The $11.17 million that a jury awarded to the ex-manager of Manhattan's pricey Park Lane Hotel after finding that hotel owner Leona Helmsley fired him because he is gay was reduced Tuesday to $554,000. A judge said Helmsley is not a multibillion-dollar pinata "to poke a stick at in the hopes of hitting the jackpot." New York supreme court justice Walter Tolub reduced the award after finding that Charles Bell, the former manager, was not entitled to $1.1 million in economic damages and that the $10 million in punitive damages he was awarded was excessive. The judge speculated that the awards resulted from Helmsley's "belligerence" on the witness stand and her "accompanying sneer," which annoyed the jury and succeeded "in keeping the specter of the 'Queen of Mean' alive in the courtroom."

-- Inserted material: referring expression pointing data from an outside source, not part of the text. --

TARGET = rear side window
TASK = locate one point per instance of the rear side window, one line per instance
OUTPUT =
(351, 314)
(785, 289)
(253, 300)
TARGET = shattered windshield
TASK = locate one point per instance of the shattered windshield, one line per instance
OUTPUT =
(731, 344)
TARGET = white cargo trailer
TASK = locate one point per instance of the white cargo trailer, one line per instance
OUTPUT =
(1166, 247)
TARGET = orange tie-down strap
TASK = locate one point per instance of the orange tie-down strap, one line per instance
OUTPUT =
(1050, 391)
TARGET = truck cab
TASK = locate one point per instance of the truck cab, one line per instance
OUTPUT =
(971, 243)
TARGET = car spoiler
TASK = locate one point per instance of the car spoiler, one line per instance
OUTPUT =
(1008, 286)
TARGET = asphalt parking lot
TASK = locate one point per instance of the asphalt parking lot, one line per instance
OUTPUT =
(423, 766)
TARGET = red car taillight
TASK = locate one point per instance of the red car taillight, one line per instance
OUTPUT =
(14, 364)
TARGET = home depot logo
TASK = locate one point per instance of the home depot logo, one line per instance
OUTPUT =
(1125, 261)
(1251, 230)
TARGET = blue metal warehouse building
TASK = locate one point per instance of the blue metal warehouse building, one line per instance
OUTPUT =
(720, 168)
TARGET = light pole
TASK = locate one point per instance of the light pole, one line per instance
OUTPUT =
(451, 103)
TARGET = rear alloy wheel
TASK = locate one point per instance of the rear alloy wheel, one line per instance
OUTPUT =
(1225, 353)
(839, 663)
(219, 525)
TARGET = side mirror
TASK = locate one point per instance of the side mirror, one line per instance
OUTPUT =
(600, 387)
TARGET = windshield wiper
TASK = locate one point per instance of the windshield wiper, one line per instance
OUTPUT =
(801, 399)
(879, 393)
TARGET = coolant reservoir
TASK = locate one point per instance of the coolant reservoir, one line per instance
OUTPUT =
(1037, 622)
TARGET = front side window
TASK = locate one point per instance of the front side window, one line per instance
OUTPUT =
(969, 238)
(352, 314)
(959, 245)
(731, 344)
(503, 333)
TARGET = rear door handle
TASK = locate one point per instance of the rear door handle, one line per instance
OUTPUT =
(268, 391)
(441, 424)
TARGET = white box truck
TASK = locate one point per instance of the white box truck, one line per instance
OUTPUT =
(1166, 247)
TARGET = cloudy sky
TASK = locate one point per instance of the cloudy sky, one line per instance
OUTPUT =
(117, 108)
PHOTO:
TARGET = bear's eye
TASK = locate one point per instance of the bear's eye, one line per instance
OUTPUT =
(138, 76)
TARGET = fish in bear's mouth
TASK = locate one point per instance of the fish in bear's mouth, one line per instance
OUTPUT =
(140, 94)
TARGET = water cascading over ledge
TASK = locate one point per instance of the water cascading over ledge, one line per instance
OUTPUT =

On February 4 a Manhattan jury of four women and two men found that Helmsley, 82, had subjected Bell, 48, to an abusive and hostile work environment at the 600-room Park Lane, where she lives, and then fired him after learning that he is gay. The judge said the award of $321,000 for lost past earnings and benefits and $800,000 for lost future earnings and benefits was unsupported by evidence and
contrary to the jury's own findings. He also noted that Bell had run the hotel for only about four months. The judge said Bell's refusal of Helmsley's offer of a hotel management job a month before any settlement talks began--a job that would have paid $15,000 more than the $110,000 a year he made before she fired him--means he is not entitled to economic damages. And the jury's finding that Helmsley would have fired Bell anyway after learning he had lied about his work history and that he used illegal recreational drugs was inconsistent with the award of future lost wages and benefits, the judge wrote.
The judge said punitive damages are meant to punish and discourage others from similar behavior. There are no precise guidelines for amounts that should be awarded, he said, but they should be limited by reasonableness and constitutional considerations. "Punitive damages are not a game of Lotto," he wrote, "and more particularly to the matter at hand, Mrs. Helmsley is not a $4 billion pinata for every John, Patrick, or Charlie to poke a stick at in the hopes of hitting the jackpot."
Bell's lawyers did not respond immediately to requests for comment. A lawyer for Helmsley said the judge "did the right thing."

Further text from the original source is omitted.